Building a ChatGPT from Scratch: A Dive into LLM Training

Try the model above — it's a 561M parameter model trained from scratch. It makes mistakes, it hallucinates, and it's a bit naive, but it's fun.

Motivation

Large Language Models have transformed AI, but their training pipelines remain opaque to myself. When I encountered Andrej Karpathy's nanochat project, I saw an opportunity to get my hands dirty with every stage of LLM development—not just fine-tuning pre-trained models, but building one from the ground up.

This project wasn't about competing with GPT-4. It was about understanding the fundamentals:

How does tokenization affect model efficiency?
What happens during distributed pretraining?
How do you transition from next-token prediction to conversational AI?
What trade-offs exist between model size, data, and compute?

As someone aiming to apply deep learning to model biological systems, these foundational skills—handling large-scale data, distributed training, and representation learning—are directly transferable. The techniques that enable LLMs to compress human language into vector spaces can similarly help compress the complexity of cellular processes, gene expression patterns, and protein interactions.

Technical Overview

Architecture: GPT-Style Decoder-Only Transformer

Model Specifications:

Parameters: 561 million (d20 configuration: 20 layers)
Context Length: 2048 tokens
Vocabulary: 65,536 tokens (custom BPE tokenizer)
Hidden Dimension: 1024
Attention Heads: 16
Activation: GELU

Training Infrastructure:

Hardware: 8× NVIDIA A100-SXM4-80GB GPUs (634GB total VRAM)
Framework: PyTorch 2.8.0 with Distributed Data Parallel (DDP)
Platform: Lambda Labs cloud (CUDA 12.8 on Linux)
Total Cost: ~ $120 (8.4 hours at$ 14.32/hour)
Model FLOPs Utilization (MFU): 20.82%

The Complete Training Pipeline

Stage 1: Custom Tokenizer Training

Instead of using GPT-2's tokenizer, a custom Byte Pair Encoding (BPE) tokenizer was trained from scratch on 2 billion characters from the FineWeb-Edu dataset.

Performance vs. Baselines:

Domain	vs GPT-2	vs GPT-4
News	+7.2%	+3.1%
Science	+12.3%	+8.4%
Code	+14.4%	-59.5%
Math	-3.2%	-16.1%

Key Insight: The tokenizer excels at scientific text and natural language (the training domain) but underperforms on code and multilingual data (expected, since FineWeb-Edu is English-heavy). This demonstrates the importance of domain-matched tokenization, a critical consideration for future applications in computational biology where domain-specific vocabularies (gene names, protein sequences, chemical compounds) require specialized tokenization strategies.
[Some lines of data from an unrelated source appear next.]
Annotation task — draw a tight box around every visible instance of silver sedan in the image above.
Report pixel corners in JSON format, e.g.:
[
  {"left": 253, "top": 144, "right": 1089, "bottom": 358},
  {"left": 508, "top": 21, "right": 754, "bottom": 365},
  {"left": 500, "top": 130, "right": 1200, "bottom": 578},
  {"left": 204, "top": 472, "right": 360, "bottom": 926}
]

Compression Ratio: 4.91 bytes/token (competitive with GPT-2's 4.67 and GPT-4's 4.81)

Training Time: 1.6 minutes on 8xA100

Stage 2: Base Model Pretraining (21,400 iterations)

This is where the model learns language understanding through next-token prediction on unlabeled text.

Training Details:

Data: FineWeb-Edu dataset (filtered Wikipedia and educational web content)
Tokens Processed: 11.2 billion tokens (20:1 token-to-parameter ratio)
Batch Size: 524,288 tokens (distributed across 8 GPUs)
Learning Rate Schedule:
- Matrix parameters: 0.02 (cosine decay with 20% warmdown)
- Embedding: 0.2 (10× higher for faster vocabulary learning)
- Unembedding: 0.004 (lower to stabilize output logits)
Optimizer: AdamW with weight decay 0.0
Training Time: 6.6 hours
Final Validation Loss: 0.8156 bits per byte

Why Different Learning Rates? This tiered approach (borrowed from nanochat's modded-nanoGPT optimizations) stabilizes training:

High embedding LR: Vocabulary embeddings need to move quickly to capture semantic relationships
Low unembedding LR: Output layer overfitting prevention
Medium matrix LR: Balances generalization and convergence

Base Model Evaluation (CORE Benchmark):

Task	Score	Interpretation
HellaSwag	0.2559	Commonsense reasoning
Winograd	0.3040	Pronoun disambiguation
ARC-Easy	0.5174	Elementary science questions
ARC-Challenge	0.1251	Advanced reasoning
LAMBADA	0.3775	Long-range context
SQuAD	0.2260	Reading comprehension

CORE Score: 0.2087 (composite metric showing GPT-1.5 level performance)

Example Completions (before chat tuning):

Prompt: "The capital of France is"
Output: "Paris. It is the largest city in France and the capital of the country."

Prompt: "The chemical symbol of gold is"
Output: "Au. It is a soft, silvery-white metal that is malleable and ductile."

Stage 3: Midtraining (765 iterations)

Purpose: Domain adaptation to chat-style formatting and more diverse text sources.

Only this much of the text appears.